第百四十四回 うん、もう大丈夫だよ。


 ――と、梨花りか。ともに歩く帰り道では、もうすっかり体調もよくなって、



 それどころか、う~む、いつもよりも何だか……元気になったみたいで、傍らの僕よりも可奈かなよりも遥かに、お元気でボール……例えるなら毬のようにスキップスキップで、


「梨花、本当に大丈夫なの?」


「無理してない? 私が昨日……『意気地なし』なんて言ったから、あなたに理科の勉強を無理強いしたから……ホント強がってるなら……」


 僕と……僕以上に心配そうな趣の、少し涙目の可奈が、僕も交えて昨日、梨花も一緒にお勉強会を開いた時のことを、その時の発言を気にして、今も……


 でも、クルリと向き直って、


「もう、可奈くどいよ。

 この後は、ほら、僕らのお誕生会。ケーキが待ってるんだよ。元気になるのは当たり前じゃない。七月六日の本当の誕生日は、僕にとっては初めてなんだから」


 と、梨花は満面な笑顔で言ったのだ。


 始めはケーキのこと。……そっちかいと思ったのだけれど、

 その言葉は深くて、梨花が健気に思えて、とても強い存在にも見えて、


千佳ちか、楽しもうね。

 あなたと同じ初めての誕生日。
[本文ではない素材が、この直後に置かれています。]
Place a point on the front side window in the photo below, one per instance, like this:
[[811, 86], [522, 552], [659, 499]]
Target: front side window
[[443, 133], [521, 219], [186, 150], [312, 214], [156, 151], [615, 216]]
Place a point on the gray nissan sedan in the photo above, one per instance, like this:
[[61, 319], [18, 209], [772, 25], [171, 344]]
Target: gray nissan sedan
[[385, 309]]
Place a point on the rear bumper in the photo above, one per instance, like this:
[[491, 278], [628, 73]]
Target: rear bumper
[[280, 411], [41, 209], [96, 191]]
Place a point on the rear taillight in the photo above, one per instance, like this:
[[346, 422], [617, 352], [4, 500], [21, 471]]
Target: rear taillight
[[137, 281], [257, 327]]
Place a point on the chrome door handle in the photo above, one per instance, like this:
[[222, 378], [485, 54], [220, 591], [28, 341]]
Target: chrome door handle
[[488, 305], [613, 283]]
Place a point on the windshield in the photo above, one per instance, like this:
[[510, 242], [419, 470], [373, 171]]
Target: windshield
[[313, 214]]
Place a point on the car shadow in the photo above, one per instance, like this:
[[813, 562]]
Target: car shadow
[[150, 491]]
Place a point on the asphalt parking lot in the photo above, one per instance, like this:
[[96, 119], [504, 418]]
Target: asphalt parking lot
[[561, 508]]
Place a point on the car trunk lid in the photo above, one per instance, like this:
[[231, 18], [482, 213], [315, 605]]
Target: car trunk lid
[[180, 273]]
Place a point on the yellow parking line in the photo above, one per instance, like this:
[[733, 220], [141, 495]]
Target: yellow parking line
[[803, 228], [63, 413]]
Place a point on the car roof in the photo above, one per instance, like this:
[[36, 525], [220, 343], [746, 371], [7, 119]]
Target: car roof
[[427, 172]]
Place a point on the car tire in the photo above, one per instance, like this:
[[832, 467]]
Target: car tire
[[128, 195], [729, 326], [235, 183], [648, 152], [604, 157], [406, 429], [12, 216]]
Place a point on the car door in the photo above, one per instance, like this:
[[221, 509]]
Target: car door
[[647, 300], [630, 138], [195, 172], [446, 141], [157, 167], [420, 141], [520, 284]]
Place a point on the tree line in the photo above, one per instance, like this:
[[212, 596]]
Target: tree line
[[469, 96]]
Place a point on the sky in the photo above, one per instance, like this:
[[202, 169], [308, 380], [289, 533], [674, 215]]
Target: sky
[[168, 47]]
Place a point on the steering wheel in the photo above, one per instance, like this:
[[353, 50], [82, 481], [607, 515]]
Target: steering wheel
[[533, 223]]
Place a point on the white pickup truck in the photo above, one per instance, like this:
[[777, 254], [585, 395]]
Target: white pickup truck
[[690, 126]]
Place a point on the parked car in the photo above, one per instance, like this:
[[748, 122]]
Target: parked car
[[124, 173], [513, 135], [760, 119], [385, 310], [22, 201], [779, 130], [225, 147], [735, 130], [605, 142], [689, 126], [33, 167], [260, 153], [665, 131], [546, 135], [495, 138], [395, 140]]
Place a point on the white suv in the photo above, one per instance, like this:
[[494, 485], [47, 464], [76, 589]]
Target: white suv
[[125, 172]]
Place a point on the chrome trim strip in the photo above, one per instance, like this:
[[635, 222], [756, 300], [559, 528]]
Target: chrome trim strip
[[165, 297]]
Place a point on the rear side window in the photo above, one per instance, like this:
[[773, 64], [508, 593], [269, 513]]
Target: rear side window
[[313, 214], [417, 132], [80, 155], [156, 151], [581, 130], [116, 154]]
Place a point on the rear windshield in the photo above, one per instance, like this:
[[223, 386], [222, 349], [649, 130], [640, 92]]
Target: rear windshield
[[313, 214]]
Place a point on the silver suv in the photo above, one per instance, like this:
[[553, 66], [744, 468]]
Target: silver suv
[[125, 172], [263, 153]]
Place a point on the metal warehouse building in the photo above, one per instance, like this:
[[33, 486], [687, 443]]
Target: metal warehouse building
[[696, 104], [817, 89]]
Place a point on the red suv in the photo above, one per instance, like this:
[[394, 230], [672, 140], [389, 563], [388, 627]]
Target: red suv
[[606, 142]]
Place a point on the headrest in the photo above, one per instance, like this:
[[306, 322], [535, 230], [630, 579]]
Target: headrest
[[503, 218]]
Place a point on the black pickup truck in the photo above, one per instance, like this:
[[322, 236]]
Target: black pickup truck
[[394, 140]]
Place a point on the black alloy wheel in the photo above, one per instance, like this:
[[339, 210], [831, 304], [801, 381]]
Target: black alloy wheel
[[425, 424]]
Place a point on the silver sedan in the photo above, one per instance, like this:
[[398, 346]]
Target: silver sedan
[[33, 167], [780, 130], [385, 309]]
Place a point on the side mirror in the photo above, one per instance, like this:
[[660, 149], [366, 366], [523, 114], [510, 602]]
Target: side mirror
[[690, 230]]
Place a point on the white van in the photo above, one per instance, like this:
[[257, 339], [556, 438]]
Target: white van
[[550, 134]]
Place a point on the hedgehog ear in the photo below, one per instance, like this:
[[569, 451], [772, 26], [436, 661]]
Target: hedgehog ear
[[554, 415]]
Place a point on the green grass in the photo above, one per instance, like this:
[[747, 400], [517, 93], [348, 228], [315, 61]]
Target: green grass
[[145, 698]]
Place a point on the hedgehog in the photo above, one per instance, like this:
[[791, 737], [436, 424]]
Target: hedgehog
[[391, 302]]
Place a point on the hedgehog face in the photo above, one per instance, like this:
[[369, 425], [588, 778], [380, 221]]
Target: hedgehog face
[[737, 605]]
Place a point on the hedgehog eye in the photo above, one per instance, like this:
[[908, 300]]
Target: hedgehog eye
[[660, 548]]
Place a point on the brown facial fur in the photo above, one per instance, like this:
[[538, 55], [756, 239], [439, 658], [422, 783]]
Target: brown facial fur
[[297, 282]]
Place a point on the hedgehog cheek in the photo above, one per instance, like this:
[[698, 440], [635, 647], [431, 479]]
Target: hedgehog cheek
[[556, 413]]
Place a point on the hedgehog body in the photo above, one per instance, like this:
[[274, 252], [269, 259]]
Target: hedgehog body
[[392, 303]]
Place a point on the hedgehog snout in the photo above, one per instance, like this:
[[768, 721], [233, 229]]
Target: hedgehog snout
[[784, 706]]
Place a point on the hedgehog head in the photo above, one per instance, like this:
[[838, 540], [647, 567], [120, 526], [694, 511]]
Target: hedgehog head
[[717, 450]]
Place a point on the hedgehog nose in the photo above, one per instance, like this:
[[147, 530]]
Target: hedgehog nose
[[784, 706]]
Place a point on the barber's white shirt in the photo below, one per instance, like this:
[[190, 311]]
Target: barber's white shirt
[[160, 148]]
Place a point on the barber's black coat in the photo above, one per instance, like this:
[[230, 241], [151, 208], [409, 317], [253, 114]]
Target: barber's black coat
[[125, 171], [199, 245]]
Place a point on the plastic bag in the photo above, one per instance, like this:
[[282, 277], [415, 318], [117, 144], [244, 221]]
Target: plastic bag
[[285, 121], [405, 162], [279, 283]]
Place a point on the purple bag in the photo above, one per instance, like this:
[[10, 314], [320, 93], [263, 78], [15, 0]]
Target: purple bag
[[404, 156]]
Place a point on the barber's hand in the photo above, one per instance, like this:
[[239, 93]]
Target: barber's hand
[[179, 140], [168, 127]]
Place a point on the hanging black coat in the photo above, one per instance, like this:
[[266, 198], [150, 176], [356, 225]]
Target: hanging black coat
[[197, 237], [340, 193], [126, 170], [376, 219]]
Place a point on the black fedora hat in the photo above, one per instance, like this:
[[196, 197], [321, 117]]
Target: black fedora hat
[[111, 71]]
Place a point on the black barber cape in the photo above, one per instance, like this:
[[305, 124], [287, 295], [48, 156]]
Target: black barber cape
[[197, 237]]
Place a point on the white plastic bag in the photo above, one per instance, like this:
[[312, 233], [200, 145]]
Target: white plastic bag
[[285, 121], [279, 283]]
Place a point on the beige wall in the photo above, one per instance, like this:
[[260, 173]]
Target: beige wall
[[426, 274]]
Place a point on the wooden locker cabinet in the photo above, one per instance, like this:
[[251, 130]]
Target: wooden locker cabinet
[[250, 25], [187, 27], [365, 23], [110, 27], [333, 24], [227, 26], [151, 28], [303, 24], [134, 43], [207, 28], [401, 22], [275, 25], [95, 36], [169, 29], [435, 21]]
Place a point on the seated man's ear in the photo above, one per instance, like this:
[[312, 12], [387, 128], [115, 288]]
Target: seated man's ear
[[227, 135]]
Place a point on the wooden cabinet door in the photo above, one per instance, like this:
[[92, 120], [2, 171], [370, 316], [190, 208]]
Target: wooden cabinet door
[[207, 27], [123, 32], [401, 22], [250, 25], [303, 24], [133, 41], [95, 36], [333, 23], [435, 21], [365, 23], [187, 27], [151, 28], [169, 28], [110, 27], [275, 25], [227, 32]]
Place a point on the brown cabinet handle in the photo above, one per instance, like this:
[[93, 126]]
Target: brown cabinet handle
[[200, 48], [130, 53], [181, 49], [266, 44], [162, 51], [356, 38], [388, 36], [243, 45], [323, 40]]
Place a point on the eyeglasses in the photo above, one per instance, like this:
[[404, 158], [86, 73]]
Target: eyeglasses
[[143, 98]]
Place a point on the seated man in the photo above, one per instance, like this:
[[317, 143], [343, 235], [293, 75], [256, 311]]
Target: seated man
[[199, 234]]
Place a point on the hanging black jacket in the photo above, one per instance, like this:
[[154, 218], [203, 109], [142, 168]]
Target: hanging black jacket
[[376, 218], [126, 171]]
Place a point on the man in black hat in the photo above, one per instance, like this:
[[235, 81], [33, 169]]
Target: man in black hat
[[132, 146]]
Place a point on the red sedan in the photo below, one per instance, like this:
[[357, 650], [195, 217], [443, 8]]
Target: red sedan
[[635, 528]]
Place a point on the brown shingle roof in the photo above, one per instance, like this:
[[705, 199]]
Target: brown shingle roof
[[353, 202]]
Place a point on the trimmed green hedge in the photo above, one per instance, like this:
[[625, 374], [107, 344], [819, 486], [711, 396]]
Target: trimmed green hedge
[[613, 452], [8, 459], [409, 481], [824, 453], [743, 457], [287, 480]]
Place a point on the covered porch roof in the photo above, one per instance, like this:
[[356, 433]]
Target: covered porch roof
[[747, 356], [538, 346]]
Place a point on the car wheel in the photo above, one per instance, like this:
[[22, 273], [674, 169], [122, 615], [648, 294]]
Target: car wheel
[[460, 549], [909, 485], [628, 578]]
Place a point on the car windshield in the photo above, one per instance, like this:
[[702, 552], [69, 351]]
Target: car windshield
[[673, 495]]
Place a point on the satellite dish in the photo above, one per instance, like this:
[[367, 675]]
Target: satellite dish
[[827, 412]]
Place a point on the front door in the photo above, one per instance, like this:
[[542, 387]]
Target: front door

どうぞよろしくお願いします」と、梨花は深々と頭を下げて……下げるから「あっ梨花、そんな改まって……」と、僕が言うと、思わず言葉が漏れると――「これからもよろしくね、千佳」と、顔を上げた梨花は、笑顔で……


 初めて見るような最高の笑顔で、僕を見るのだ。


 だから、だから僕も……「不束な妹だけれど、よろしくね、お姉ちゃん」


「最高の、可愛い妹だよ、千佳」


 というわけで、ここは帰り道。そしてお家から近い方の駅から出たばかりの……つまりは『最寄りの駅』のこの場所で、場を気にせず梨花に、ぎゅっと抱きしめられた。